Я в этот же вечер написал ответ. Так началась эпистолярная стадия нашего брака. Я свято соблюдал условия и не звонил ни разу, зато письма выходили длинными и подробными. Я писал о работе, о том, как дела дома, о том, что моему коллеге, Рону Беллинджеру, прописали новое лекарство от нарколепсии и теперь он ходит слегка осовевший, но, по крайней мере, не клюет носом на заседаниях кафедры, как раньше, и о том, что у Джека Ньюмана по — прежнему бурный роман с Сарой. Я писал о том, как Ольга, моя новая помощница по хозяйству, так рьяно оттирала кухонную плиту, что соскоблила указатели конфорок на панели, они попросту исчезли под движениями ее щеточки из стальной проволоки. И еще я писал, что места себе не нахожу с того момента, как понял, по-настоящему понял, что ее нет рядом. Я писал, она отвечала, так и повелось. Но ни я, ни она не знали, чего именно каждый из нас недоговаривает. Любую переписку непременно пронизывают незримые скважины, черные дыры недосказанного, и с течением времени я все настойчивее гнал от себя мысли о том, что в ненаписанных строчках писем, которые я исправно получал раз в неделю, могло быть мужское имя.
Месяц шел за месяцем, и я снова и снова поднимался по лестнице в квартиру Билла и Вайолет, где меня ждали с ужином. Едва день начинал клониться к вечеру, Вайолет звонила и спрашивала, приду я или нет, и я всегда говорил, что приду.

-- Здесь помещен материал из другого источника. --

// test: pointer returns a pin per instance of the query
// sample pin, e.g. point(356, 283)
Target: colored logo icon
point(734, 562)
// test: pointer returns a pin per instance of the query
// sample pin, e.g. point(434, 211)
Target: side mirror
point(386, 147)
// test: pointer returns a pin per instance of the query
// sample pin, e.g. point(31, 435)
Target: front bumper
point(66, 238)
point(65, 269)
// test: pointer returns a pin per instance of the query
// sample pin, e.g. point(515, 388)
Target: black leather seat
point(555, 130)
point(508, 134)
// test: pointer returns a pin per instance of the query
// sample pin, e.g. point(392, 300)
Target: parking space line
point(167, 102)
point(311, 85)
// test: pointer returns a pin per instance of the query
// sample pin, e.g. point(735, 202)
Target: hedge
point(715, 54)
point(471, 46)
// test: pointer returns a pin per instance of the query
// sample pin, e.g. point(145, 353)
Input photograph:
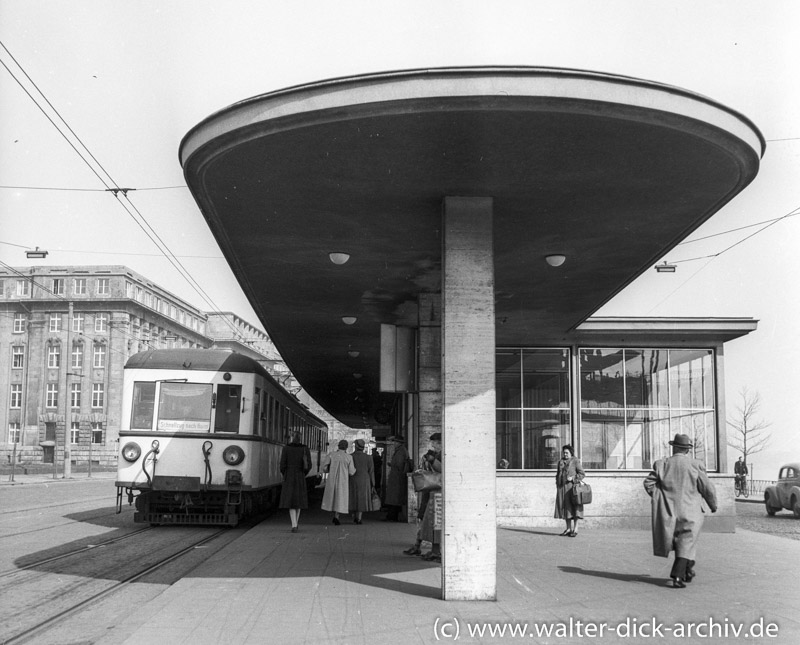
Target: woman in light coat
point(568, 473)
point(362, 483)
point(678, 485)
point(339, 466)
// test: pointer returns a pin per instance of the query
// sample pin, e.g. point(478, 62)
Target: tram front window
point(184, 407)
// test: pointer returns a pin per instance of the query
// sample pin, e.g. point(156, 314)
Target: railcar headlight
point(233, 455)
point(131, 452)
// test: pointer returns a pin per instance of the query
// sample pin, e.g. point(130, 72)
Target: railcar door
point(229, 399)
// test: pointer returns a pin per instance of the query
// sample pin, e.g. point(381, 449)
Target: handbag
point(375, 501)
point(426, 481)
point(582, 493)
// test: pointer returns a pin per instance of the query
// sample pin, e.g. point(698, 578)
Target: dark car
point(785, 493)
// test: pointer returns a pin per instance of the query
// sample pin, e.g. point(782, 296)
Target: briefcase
point(582, 493)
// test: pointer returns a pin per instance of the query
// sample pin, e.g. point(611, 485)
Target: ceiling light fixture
point(339, 258)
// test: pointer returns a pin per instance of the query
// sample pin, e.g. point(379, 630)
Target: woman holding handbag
point(569, 472)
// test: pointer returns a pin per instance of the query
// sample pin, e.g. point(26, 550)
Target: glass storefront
point(631, 403)
point(533, 406)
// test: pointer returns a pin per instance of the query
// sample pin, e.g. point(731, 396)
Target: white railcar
point(201, 436)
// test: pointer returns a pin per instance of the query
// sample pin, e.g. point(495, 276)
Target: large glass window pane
point(507, 378)
point(602, 433)
point(545, 378)
point(508, 431)
point(546, 431)
point(184, 407)
point(602, 378)
point(646, 378)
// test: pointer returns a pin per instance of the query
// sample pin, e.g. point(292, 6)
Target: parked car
point(785, 493)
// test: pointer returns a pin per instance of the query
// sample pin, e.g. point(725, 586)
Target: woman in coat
point(339, 466)
point(397, 480)
point(678, 485)
point(295, 464)
point(569, 473)
point(362, 483)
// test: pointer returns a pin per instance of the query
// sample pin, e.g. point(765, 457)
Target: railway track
point(51, 590)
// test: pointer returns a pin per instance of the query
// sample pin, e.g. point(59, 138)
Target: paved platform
point(351, 584)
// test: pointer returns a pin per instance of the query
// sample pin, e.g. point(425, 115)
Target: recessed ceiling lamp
point(665, 268)
point(339, 258)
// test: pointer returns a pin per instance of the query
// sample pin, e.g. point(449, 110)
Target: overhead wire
point(111, 185)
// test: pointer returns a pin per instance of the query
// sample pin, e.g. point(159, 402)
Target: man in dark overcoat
point(397, 481)
point(678, 486)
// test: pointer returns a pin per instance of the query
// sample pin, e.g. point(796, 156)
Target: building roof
point(609, 171)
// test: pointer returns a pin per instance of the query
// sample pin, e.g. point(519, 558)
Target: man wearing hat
point(678, 485)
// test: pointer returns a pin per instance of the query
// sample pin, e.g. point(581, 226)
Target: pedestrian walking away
point(678, 487)
point(295, 465)
point(362, 483)
point(339, 466)
point(397, 483)
point(568, 473)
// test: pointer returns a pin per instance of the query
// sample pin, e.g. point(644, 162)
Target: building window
point(16, 396)
point(20, 322)
point(77, 356)
point(52, 395)
point(533, 406)
point(99, 355)
point(23, 288)
point(633, 401)
point(98, 395)
point(101, 322)
point(75, 395)
point(54, 356)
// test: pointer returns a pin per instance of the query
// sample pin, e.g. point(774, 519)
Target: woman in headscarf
point(295, 465)
point(339, 466)
point(569, 473)
point(362, 483)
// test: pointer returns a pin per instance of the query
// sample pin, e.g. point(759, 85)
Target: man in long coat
point(397, 480)
point(340, 467)
point(678, 485)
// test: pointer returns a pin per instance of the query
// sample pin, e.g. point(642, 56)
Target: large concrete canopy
point(609, 171)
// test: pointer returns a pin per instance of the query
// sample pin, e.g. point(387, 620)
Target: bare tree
point(749, 437)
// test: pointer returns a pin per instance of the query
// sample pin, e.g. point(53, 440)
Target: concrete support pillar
point(469, 563)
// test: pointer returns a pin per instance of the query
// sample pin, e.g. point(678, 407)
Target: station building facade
point(65, 336)
point(617, 391)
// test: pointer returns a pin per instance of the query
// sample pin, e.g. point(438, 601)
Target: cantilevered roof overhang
point(609, 171)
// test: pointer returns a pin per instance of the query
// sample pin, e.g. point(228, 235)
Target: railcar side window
point(229, 399)
point(184, 407)
point(144, 400)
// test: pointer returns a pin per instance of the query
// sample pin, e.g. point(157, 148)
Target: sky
point(131, 78)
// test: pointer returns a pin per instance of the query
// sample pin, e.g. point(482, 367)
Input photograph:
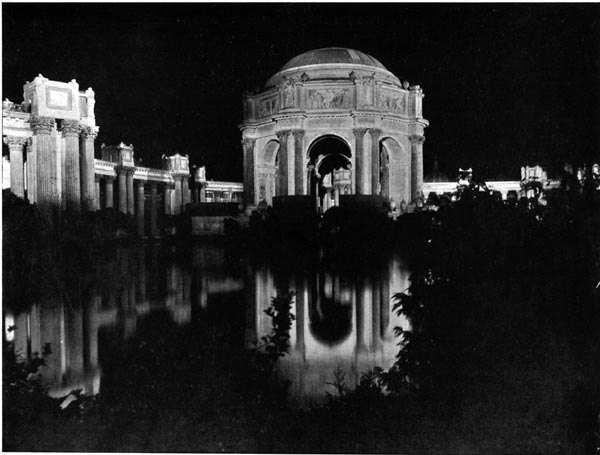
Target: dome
point(331, 55)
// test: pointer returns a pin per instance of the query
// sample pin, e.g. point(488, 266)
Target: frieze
point(394, 102)
point(267, 107)
point(42, 125)
point(329, 99)
point(15, 141)
point(289, 92)
point(70, 128)
point(248, 144)
point(87, 132)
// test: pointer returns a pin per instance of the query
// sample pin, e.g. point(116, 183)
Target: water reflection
point(343, 319)
point(340, 323)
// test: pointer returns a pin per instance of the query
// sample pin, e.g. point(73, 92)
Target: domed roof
point(329, 55)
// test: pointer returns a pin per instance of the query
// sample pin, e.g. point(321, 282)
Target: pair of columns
point(130, 201)
point(362, 158)
point(291, 165)
point(76, 165)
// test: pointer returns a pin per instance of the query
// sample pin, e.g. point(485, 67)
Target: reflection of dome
point(333, 324)
point(332, 55)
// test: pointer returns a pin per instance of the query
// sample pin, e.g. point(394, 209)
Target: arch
point(395, 179)
point(266, 170)
point(329, 160)
point(324, 137)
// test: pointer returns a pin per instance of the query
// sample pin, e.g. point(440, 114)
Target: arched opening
point(394, 171)
point(329, 171)
point(267, 172)
point(384, 172)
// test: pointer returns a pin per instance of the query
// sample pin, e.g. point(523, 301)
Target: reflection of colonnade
point(338, 323)
point(121, 296)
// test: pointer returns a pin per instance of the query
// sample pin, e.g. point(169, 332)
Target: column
point(416, 146)
point(248, 146)
point(110, 199)
point(375, 165)
point(153, 209)
point(71, 177)
point(17, 177)
point(95, 202)
point(86, 166)
point(185, 190)
point(122, 173)
point(359, 134)
point(282, 187)
point(177, 195)
point(130, 193)
point(168, 197)
point(202, 191)
point(299, 162)
point(139, 212)
point(31, 172)
point(46, 162)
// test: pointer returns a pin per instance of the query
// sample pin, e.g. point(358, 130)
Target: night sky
point(505, 85)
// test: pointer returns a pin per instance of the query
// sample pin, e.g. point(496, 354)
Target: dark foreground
point(503, 358)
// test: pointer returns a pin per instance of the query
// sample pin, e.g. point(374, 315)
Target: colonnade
point(59, 163)
point(131, 195)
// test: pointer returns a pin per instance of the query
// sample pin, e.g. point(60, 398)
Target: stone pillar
point(202, 191)
point(110, 198)
point(139, 212)
point(122, 173)
point(31, 172)
point(153, 210)
point(70, 132)
point(300, 187)
point(282, 186)
point(178, 198)
point(86, 166)
point(17, 176)
point(416, 146)
point(185, 190)
point(375, 165)
point(249, 172)
point(96, 200)
point(46, 163)
point(359, 134)
point(168, 198)
point(130, 194)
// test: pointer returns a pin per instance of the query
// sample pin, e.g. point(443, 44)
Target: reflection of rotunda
point(333, 122)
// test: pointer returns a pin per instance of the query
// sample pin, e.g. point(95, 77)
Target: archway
point(394, 172)
point(268, 181)
point(329, 170)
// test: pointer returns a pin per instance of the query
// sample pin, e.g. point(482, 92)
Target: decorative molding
point(70, 128)
point(283, 135)
point(416, 139)
point(42, 125)
point(87, 132)
point(359, 132)
point(15, 141)
point(298, 134)
point(248, 144)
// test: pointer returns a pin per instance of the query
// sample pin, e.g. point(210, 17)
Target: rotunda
point(332, 123)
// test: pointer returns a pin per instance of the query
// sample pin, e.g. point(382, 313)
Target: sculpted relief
point(266, 107)
point(329, 99)
point(395, 102)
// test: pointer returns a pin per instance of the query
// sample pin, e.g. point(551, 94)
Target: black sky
point(505, 85)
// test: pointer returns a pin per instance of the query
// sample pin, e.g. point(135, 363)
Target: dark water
point(343, 314)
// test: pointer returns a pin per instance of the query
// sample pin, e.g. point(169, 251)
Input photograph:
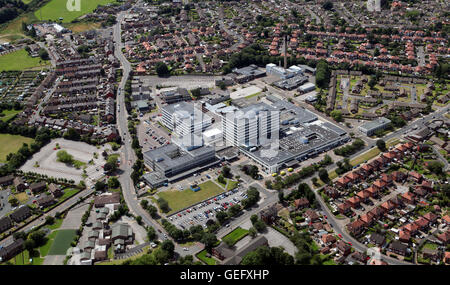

Едва день начинал клониться к вечеру, Вайолет звонила и спрашивала, приду я или нет, и я всегда говорил, что приду. Можно было гордо жевать хлопья с молоком или яичницу на собственной кухне, только зачем? Билл и Вайолет хотели обо мне заботиться, я им это разрешал, а пока они обо мне заботились, я пытался их разглядеть получше. Как узник, выползший на поверхность из подземелья после долгих лет тьмы и мрака, я никак не мог свыкнуться с тем, что в людях может быть так много жизни. Вайолет целовала меня, дотрагивалась до моих пальцев, она то брала меня за руку или под локоть, то обнимала. Смех ее звенел как-то пронзительно, а когда она ела, то чуточку стонала от удовольствия. Вместе с тем я вдруг начал замечать в ее поведении странные сбои, которых раньше не было. На пять — шесть секунд она словно бы уходила в себя и о чем-то или о ком-то с тоской думала. Стоя над кастрюлькой с соусом, она вдруг замирала с ложкой в руках, на лбу появлялась горькая морщинка, невидящие глаза, опущенные вниз, к плите, смотрели куда-то в одну точку, но потом она спохватывалась и снова принималась мешать соус. У Билла в голосе вдруг проступили хрипотца и звучность, которых я не помнил. Может, тому виной возраст, может, курение, но я вслушивался в эти незнакомые для себя модуляции и частые паузы с каким-то новым вниманием. Они придавали Биллу весомость, делая груз прожитых лет еще более ощутимым и почти осязаемым. Вайолет и Билл стали другими, словно их совместная жизнь сменила лад и из мажора перешла в минор. Может, это случилось из-за смерти Мэта. Может, из-за смерти Мэта я обратил внимание на эти перемены и увидел в наших друзьях то, чего не замечал прежде. А может, после того, как Мэта не стало, мой взгляд на мир просто не мог оставаться прежним.